Sunday, June 6, 2010

The Perils of Forgoing that Early Morning Ride

Yesterday morning I put off taking my bike ride along the Hudson River until 11 AM, instead of heading out at about 7 or 7:30. Doing so is fraught with peril. Here's why.

First, you have to eat multiple breakfasts. If you wake up at, say, 6:30 and plan to ride at 7, it is good at least to eat a yogurt. But then, if you let too much time go by - more than an hour or two - you really should eat again in order to have enough energy stored for a ride of reasonable length. So you help yourself to a hearty bowl of cereal. But because the New York Times is so interesting still more time passes until it it close to 11 and you realize even more energy food is called for, so you down two handfuls of peanuts and raisins. During all this time, you're also drinking plenty of water and digesting that daily dose of morning prunes, which leads to even more delays and second thoughts. Finally, at about 11 AM, you head out.

Second, by 11 AM, getting to the bike path is complicated by increased traffic. True, the ride or walk to the path is quite short, but weaving among the cars and waiting impatiently for the two or three lights to change that must be adhered to, adds to stress and heightens the sense that the day is getting away from you.

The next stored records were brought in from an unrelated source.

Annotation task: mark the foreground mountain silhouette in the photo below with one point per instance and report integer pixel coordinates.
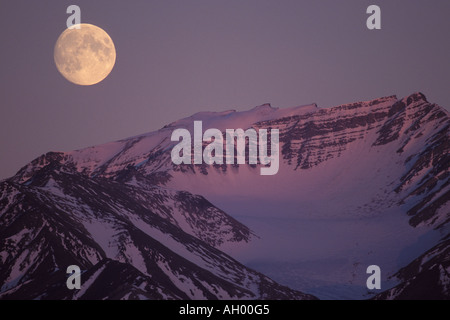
(359, 184)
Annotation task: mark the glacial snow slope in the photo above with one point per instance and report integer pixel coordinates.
(129, 241)
(359, 184)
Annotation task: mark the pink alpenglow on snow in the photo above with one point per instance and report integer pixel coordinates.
(213, 152)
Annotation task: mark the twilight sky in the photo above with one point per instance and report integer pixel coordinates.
(179, 57)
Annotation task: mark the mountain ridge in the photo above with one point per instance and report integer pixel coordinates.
(385, 159)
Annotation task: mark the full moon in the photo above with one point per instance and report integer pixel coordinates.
(85, 56)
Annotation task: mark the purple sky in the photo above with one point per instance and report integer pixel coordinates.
(178, 57)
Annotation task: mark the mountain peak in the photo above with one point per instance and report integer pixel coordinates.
(415, 97)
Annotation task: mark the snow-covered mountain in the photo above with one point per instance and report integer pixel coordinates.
(359, 184)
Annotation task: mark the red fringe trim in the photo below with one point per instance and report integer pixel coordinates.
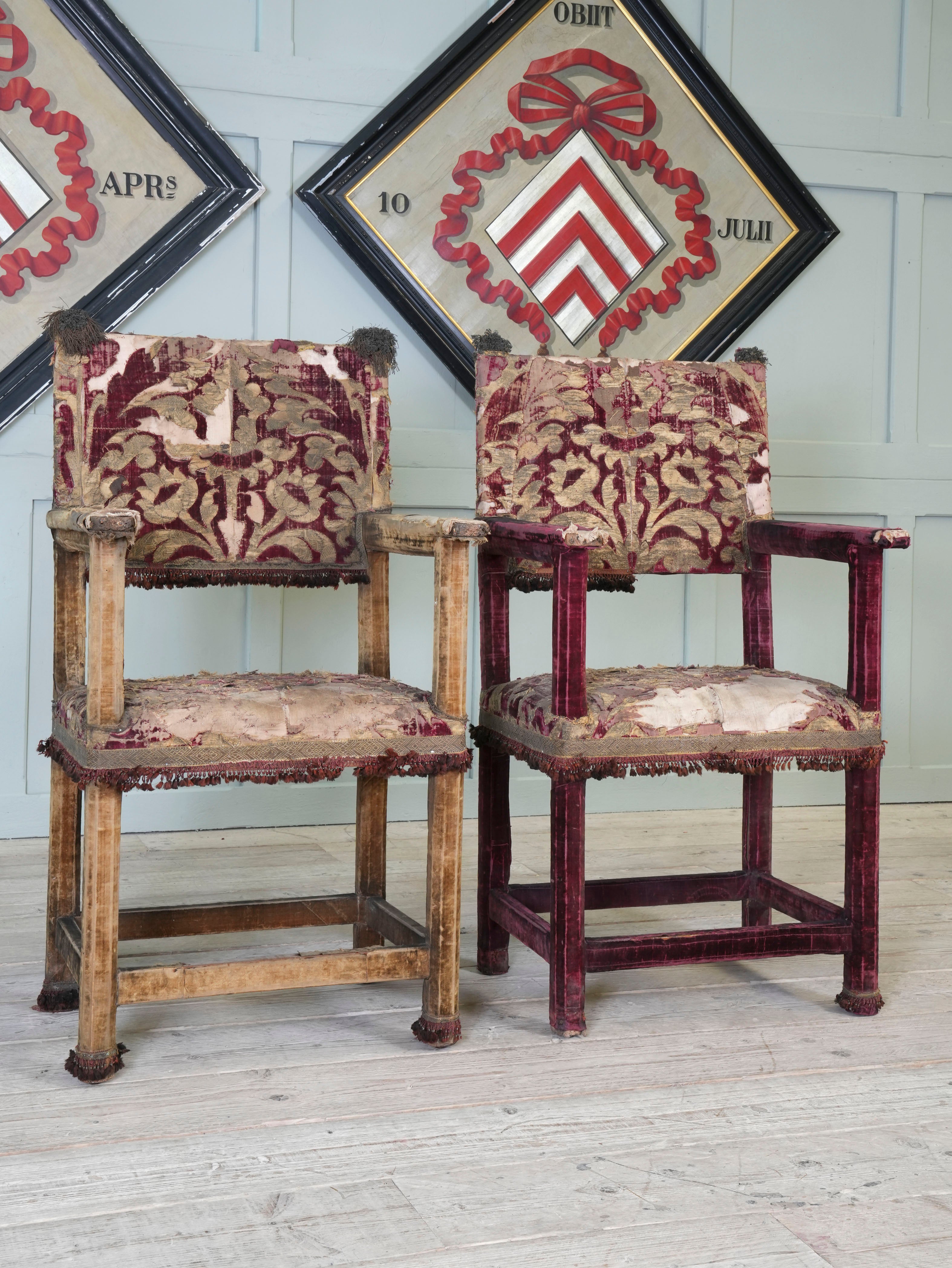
(861, 1003)
(160, 778)
(756, 762)
(438, 1034)
(97, 1067)
(151, 577)
(528, 583)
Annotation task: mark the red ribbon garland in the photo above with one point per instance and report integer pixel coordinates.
(596, 117)
(45, 264)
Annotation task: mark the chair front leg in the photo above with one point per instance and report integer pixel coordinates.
(757, 830)
(60, 993)
(97, 1055)
(495, 859)
(567, 967)
(861, 983)
(439, 1024)
(371, 870)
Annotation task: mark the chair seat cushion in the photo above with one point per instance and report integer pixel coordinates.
(681, 720)
(259, 727)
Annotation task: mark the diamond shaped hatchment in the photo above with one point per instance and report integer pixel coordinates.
(576, 236)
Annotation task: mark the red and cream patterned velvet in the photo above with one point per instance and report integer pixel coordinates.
(681, 720)
(246, 461)
(669, 458)
(255, 727)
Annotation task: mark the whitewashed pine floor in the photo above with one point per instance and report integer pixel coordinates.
(717, 1115)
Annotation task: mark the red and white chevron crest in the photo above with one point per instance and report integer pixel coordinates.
(576, 236)
(21, 197)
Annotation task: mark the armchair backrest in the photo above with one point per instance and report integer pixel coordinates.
(669, 458)
(248, 462)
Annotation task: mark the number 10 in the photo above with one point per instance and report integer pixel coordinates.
(400, 203)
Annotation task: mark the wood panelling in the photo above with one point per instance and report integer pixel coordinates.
(860, 416)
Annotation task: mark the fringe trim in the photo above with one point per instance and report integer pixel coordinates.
(59, 997)
(311, 772)
(438, 1034)
(149, 577)
(96, 1067)
(861, 1003)
(527, 581)
(755, 762)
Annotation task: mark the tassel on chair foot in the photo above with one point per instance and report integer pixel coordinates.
(862, 1003)
(438, 1034)
(96, 1067)
(59, 997)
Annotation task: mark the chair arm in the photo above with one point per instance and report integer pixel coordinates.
(821, 541)
(862, 551)
(75, 525)
(520, 539)
(415, 534)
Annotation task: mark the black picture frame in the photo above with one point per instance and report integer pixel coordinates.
(324, 192)
(230, 187)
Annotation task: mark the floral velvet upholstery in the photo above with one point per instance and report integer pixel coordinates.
(667, 458)
(243, 726)
(681, 720)
(246, 461)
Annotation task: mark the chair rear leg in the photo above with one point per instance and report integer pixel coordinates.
(371, 870)
(495, 859)
(567, 968)
(757, 831)
(861, 983)
(60, 993)
(439, 1024)
(97, 1055)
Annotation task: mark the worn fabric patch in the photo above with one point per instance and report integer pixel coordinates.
(259, 727)
(240, 709)
(669, 458)
(683, 713)
(241, 457)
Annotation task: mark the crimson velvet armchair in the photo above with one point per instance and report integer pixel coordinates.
(589, 473)
(196, 462)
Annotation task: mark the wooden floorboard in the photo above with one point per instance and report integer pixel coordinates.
(725, 1115)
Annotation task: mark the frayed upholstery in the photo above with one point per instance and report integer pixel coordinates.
(282, 772)
(96, 1067)
(529, 581)
(438, 1034)
(153, 577)
(756, 762)
(73, 331)
(861, 1003)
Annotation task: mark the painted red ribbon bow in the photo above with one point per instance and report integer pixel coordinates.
(546, 98)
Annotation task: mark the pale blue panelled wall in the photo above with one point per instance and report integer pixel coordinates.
(857, 96)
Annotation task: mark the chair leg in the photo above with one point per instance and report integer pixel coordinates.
(60, 993)
(439, 1024)
(495, 859)
(861, 993)
(97, 1055)
(757, 828)
(567, 969)
(371, 877)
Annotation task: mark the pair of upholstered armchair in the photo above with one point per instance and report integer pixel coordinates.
(186, 462)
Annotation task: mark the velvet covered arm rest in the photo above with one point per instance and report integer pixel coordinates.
(520, 539)
(415, 534)
(842, 543)
(821, 541)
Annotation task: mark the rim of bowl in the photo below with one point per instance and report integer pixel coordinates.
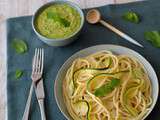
(138, 54)
(71, 4)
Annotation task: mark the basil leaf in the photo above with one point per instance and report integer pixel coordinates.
(107, 88)
(131, 17)
(57, 18)
(18, 74)
(114, 82)
(153, 37)
(19, 45)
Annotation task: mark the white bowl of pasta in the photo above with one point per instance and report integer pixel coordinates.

Third, and most obvious of all, by 11 AM, everyone is already out there! Thousands, it seems are walking their dogs, fathers and sons are slowly dragging their baseball gear home, tennis players are rushing to their reserved courts, and multiple groups of thirty-somethings (the twenties are still asleep) enjoy strolling along the shore at a tortoise-like rate as they regale each other with their tales of drinking and carousing from the night before. Worst, are the other bikers. A few are going much too fast, seemingly jeopardizing everyone's well-being, especially mine. But most of the bikers are on rented vehicles and are so slow and lumbering in both directions on paths already clogged with dozens of unmindful pedestrians that you are driven to distraction waiting to find an opening that allows you to get into the clear. Then for a few moments you sit up high on the pedals, churning as fast as you can, until you run into another traffic jam that makes you go through this same infuriating process of waiting and breaking free all over again.

Not ideal conditions for riding, but, you have to admit, there is an underlying joy in the whole experience resulting from the realization that so many people are eager to take advantage of the outdoors and that New York City has shown such good sense in committing itself to creating, maintaining, and even expanding its many beautiful parks.